Bhramar Mukherjee Speaker
Yale University School of Public Health
 
Wednesday, Aug 5: 10:35 AM - 11:00 AM
Invited Paper Session 
Thomas M. Menino Convention & Exhibition Center 
In randomized controlled trials (RCTs), leveraging summary information from other RCTs is a powerful strategy for estimation of subgroup-level conditional average treatment effect (CATE). However, most methods have not addressed the common setting where publicly available external estimates—such as single-factor CATEs (e.g., effects stratified by sex)— can be leveraged to estimate the finer subgroups of interest (e.g., sex-by-race interactions). To address this gap, we introduce a novel James–Stein (JS)–type estimator that uses coarser external subgroup summaries while accommodating potential violations of compatibility between external and internal estimates.

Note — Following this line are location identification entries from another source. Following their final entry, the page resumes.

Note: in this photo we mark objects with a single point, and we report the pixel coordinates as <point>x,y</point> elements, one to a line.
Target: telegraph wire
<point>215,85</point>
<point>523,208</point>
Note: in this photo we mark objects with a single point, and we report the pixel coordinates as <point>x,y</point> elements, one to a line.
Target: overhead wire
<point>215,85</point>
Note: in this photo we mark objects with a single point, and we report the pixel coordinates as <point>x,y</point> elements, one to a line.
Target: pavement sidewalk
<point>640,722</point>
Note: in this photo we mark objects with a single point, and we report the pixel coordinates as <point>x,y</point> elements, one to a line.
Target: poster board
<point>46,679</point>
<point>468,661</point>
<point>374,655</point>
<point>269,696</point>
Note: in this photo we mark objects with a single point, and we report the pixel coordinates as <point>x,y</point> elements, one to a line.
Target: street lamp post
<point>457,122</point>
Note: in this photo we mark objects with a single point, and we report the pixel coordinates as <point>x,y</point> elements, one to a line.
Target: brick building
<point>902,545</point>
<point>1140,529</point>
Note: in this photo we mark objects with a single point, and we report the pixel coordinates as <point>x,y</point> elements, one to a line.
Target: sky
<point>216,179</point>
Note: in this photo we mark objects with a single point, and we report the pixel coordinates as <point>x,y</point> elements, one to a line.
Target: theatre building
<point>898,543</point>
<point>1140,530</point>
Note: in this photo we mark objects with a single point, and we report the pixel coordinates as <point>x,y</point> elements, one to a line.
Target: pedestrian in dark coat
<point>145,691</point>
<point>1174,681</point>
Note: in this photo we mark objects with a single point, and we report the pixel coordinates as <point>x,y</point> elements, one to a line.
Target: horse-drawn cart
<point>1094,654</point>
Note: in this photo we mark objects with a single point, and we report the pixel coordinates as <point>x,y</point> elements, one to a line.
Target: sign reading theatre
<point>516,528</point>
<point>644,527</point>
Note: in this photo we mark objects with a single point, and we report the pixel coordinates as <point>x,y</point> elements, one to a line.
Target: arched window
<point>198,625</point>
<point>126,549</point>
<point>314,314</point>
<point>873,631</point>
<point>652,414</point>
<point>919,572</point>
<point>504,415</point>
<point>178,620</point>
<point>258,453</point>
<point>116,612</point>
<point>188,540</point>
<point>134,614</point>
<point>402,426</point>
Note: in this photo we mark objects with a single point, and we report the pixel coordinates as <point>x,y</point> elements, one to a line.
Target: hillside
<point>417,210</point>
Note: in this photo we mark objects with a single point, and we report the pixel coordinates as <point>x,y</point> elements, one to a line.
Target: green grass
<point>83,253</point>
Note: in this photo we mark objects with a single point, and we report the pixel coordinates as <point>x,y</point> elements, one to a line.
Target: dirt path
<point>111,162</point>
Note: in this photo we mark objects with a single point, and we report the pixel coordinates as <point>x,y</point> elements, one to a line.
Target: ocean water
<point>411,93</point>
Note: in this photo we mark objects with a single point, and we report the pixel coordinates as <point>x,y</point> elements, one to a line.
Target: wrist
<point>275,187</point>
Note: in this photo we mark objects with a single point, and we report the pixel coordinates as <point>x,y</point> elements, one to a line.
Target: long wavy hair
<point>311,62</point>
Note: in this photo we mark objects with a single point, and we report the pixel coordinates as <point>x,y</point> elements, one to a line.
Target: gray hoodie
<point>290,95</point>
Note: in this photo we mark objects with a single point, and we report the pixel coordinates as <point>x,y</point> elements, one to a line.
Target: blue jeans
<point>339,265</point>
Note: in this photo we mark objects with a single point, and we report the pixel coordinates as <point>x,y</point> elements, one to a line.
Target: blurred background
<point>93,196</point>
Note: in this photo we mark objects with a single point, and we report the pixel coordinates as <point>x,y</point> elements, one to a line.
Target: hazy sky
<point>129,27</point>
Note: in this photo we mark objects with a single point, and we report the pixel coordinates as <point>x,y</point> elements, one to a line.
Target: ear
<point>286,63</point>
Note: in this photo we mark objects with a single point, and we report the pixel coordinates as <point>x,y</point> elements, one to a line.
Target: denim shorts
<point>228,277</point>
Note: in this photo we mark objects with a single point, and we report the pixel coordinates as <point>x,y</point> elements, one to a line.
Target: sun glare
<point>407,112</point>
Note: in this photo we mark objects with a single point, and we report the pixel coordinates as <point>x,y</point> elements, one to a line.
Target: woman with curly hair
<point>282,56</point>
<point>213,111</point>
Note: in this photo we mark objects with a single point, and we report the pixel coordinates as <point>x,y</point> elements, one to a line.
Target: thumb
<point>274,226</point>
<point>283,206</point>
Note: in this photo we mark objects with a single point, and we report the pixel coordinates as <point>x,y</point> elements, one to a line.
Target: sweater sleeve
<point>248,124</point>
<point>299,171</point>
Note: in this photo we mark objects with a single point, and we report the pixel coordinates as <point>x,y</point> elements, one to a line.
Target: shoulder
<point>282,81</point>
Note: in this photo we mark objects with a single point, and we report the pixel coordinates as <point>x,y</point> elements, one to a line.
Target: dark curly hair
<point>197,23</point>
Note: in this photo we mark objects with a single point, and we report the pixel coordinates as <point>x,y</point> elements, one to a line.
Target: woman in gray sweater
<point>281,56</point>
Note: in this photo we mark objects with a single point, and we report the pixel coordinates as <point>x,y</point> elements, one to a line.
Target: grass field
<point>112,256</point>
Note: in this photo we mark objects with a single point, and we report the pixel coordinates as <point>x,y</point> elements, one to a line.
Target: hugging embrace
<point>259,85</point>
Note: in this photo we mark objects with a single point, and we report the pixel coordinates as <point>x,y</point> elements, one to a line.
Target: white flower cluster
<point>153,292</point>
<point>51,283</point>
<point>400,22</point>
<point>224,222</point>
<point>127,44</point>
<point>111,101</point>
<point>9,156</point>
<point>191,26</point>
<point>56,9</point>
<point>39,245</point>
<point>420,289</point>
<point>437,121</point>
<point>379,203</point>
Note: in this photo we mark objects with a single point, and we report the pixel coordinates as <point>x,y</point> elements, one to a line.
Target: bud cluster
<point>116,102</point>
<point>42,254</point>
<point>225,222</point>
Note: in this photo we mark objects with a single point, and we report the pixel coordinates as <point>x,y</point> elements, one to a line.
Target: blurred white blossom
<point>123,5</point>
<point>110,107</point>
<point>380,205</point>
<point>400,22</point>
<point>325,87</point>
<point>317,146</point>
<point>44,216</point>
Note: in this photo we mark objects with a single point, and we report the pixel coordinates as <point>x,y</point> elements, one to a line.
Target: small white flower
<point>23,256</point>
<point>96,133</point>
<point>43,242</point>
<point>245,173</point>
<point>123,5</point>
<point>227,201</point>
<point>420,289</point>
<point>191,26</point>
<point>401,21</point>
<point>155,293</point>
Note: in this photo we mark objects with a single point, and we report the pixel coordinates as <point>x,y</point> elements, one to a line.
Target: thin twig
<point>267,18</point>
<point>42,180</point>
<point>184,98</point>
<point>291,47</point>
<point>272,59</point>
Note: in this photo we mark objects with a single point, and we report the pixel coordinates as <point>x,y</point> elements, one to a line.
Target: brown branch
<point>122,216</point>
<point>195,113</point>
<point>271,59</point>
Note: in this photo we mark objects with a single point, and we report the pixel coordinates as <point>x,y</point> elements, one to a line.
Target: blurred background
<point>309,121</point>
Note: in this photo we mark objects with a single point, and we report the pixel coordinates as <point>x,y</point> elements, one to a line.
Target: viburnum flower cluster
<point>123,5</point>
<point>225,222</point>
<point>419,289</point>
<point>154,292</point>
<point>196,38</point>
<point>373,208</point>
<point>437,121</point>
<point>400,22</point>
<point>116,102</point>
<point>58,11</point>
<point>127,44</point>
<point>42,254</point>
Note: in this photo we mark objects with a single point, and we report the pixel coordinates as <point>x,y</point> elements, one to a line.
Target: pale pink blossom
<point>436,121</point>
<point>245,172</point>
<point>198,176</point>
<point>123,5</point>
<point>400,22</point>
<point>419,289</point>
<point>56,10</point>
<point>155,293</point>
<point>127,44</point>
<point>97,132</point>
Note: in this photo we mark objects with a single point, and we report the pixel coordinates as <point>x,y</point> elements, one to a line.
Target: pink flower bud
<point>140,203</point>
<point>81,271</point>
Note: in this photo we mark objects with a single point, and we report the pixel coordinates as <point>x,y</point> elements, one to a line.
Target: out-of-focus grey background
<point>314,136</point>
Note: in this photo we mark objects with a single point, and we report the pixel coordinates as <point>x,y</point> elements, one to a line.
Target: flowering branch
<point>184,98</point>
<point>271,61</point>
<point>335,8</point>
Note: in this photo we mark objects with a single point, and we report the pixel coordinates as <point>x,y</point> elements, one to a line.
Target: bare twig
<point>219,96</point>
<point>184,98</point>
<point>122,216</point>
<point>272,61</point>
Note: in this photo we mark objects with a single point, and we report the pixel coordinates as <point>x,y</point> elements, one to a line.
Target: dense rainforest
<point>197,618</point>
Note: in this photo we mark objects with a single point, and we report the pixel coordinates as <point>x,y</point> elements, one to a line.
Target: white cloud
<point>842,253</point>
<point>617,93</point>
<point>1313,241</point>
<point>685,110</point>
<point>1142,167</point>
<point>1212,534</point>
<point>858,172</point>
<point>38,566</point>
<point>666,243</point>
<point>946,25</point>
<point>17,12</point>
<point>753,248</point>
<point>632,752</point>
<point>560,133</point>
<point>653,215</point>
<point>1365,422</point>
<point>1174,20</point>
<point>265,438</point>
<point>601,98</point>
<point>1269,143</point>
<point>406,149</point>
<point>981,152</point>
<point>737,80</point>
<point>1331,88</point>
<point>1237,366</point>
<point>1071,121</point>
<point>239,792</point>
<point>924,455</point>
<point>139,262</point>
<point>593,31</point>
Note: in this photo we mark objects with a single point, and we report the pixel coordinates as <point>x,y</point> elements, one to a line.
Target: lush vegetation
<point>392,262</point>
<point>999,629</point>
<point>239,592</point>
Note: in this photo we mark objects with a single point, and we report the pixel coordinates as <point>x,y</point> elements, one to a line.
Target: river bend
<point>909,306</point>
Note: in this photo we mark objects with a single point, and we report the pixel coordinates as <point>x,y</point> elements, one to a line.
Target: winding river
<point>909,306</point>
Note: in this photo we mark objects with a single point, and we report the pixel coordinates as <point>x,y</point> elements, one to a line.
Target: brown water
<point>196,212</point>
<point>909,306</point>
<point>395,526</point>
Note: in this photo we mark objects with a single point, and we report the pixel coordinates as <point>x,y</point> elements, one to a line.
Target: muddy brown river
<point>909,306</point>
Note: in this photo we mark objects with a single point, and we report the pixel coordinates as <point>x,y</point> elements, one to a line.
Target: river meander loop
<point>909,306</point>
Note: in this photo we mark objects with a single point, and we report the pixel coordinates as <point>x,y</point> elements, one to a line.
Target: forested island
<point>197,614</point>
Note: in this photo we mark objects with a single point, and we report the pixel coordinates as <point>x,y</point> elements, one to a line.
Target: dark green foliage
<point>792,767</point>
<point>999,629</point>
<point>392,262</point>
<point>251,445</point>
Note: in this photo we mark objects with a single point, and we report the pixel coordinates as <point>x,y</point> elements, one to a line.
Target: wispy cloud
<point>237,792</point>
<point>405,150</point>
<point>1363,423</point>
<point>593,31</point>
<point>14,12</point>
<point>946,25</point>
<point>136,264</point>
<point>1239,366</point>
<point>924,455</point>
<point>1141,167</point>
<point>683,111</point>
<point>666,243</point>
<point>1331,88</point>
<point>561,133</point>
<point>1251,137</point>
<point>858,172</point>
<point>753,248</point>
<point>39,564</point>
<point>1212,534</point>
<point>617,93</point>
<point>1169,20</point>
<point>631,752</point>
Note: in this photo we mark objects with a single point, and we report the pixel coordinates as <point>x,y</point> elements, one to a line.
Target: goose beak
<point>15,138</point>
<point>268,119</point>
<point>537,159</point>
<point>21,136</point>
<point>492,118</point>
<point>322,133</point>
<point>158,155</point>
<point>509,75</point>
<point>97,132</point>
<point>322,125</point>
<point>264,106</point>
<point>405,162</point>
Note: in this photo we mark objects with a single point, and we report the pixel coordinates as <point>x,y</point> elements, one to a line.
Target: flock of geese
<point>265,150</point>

We theoretically show the proposed estimator uniformly dominates the unconstrained estimator based solely on internal data, in terms of the mean squared error of the target CATE vectors, even under departures of the compatibility assumption. We apply our data integration method to a post hoc intersectional CATE analysis by sex and race in a tirzepatide weight-loss trial (SURMOUNT-1), incorporating sex-specific and race-specific effect estimates from two prior semaglutide trials (STEP 1 and STEP 2).